Improved html opinion text

January 26th, 2008

For the html view of the case, I previously just used the unprocessed text output from the pdf to text converter.  I’ve written a parser which enables some formatting of the opinion text.  So, now you’ll be able to see paragraph breaks, page breaks, and footnotes a little better.  Hopefully it is something that I can keep improving over time.

Cite Rate

January 16th, 2008

Nodes were previously color coded according to degree.  The more connected a node, the more toward the red end of the spectrum the node appears.  The nodes also appear larger in the graph as they become more connected.  Therefore, the color coding and node sizing are redundant, encoding the same information:  degree.  Moreover, the degree of a node is also explicitly shown by the number of edges that radiate from it.

So, I began to think about whether the color coding might be able to put to use for something else.  In legal opinion citation networks, citations tend to be biased towards older cases–to some extent, how often a case is cited is a function of how long ago the case issued.  So, I thought it might be worth checking out encoding citation rate with color.

So, now, for each case appearing in the graph, Citegraph calculates its citation rate (the number of times the case is cited over the number of days the opinion has been issued).  This has the effect of taking the age of the case out of the citation frequency equation.  Cases with high citation rates appear towards the red end of the spectrum; cases with low citation rates appear towards the blue end of the spectrum.

All this provides a little more information to the user.  Now, the size of the node indicates its degree (how many cases it is connected to in the graph) and the color indicates the citation rate, something of an age independent citation barometer of the case.

Consequently, a relatively recent red case may represent a new, important decision from the Court.  The larger highly connected cases with intermediate citation frequency could represent the oldies but goodies.

Being user friendly

January 12th, 2008

I’ve gone back and forth on what the front page needs to do.

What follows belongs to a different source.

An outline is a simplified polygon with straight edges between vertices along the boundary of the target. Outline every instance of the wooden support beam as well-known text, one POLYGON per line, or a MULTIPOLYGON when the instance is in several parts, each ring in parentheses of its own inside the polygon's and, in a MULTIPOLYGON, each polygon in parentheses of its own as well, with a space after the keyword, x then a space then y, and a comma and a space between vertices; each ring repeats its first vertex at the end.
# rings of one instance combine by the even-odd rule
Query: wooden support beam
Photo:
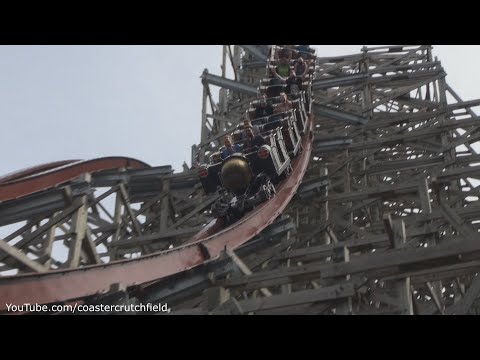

Maybe it should explain what the site is all about. Or maybe something less than that.

But, right now, I’ve chosen the latter, and you are greeted with just a graph. One that you didn’t even generate.

And maybe that’s not the friendliest thing to do.

What is a brand new user to think? It’s really difficult for me to imagine, because I get this and have been working on it for a couple of years. But for a new user, especially a lawyer [who is not used to pictures with their legal research], I don’t imagine many of them do get it.

“What the heck is this? There’s no explanation of what’s going on here at all. What are these bouncy colorful circles? Why are some connected to others. I give up. I want my boring large corporate legal search engine back.”

But, I figure smart patent lawyers can figure it out sooner or later.

New Host, Site Makeover

January 11th, 2008

Over the last couple of weeks, I’ve been substantially reworking the site.

First, I’ve tried to make things more web standard-ish.  Goodbye tables, hello CSS.  While I agree, in principle, with most of the rationale for CSS, there was something to be said for the old fashioned table and tags that all browsers understood and handled consistently.  The same cannot be said for CSS.  Yet.

I’ve also significantly changed things on the backend.  I’m still using Kyle Scholz’s terrific jsviz package to do all the visualization stuff in browser, sans applet.  But I’ve rewritten some of the SQL and scripts handling query processing so that query results start to render a little quicker.  I’ve also finally figured out how to patch up some of the UI irritations I was having with jsviz, in particular, keeping track of where the cursor or node is within the graph display, which enables the case cite tooltip and node dragging to work as you would expect.

The changes also motivated me to find a new host, and I’ve happily landed at Media Temple with their base level grid-service hosting.  Sure, it’s expensive, but they’ve got some nice, slick UIs for account access and configuration, and the service seems, so far, to be a step or two quicker than before.  Also, they make it extremely easy to incorporate a blog into your site, explaining this blog’s sudden appearance.

On the to-do list is to try to figure out a way to whittle down the search results that are returned in the graph.  Right now, I just dump any case that is a text match to the query into the graph.  More often than not, that means a more nodes than jsviz and your computer can reasonably handle, and a lot of unconnected nodes.  The logical way to do it would be to select the top x-number of nodes by degree, but the graphs are such that figuring out what to do in the event of a tie is a problem.  For example, after taking the top 23 nodes, there might be 34 nodes with a degree of 1 left, and if I only want to return 30 nodes total, how do I choose among those 34 candidates for the final 7 spots?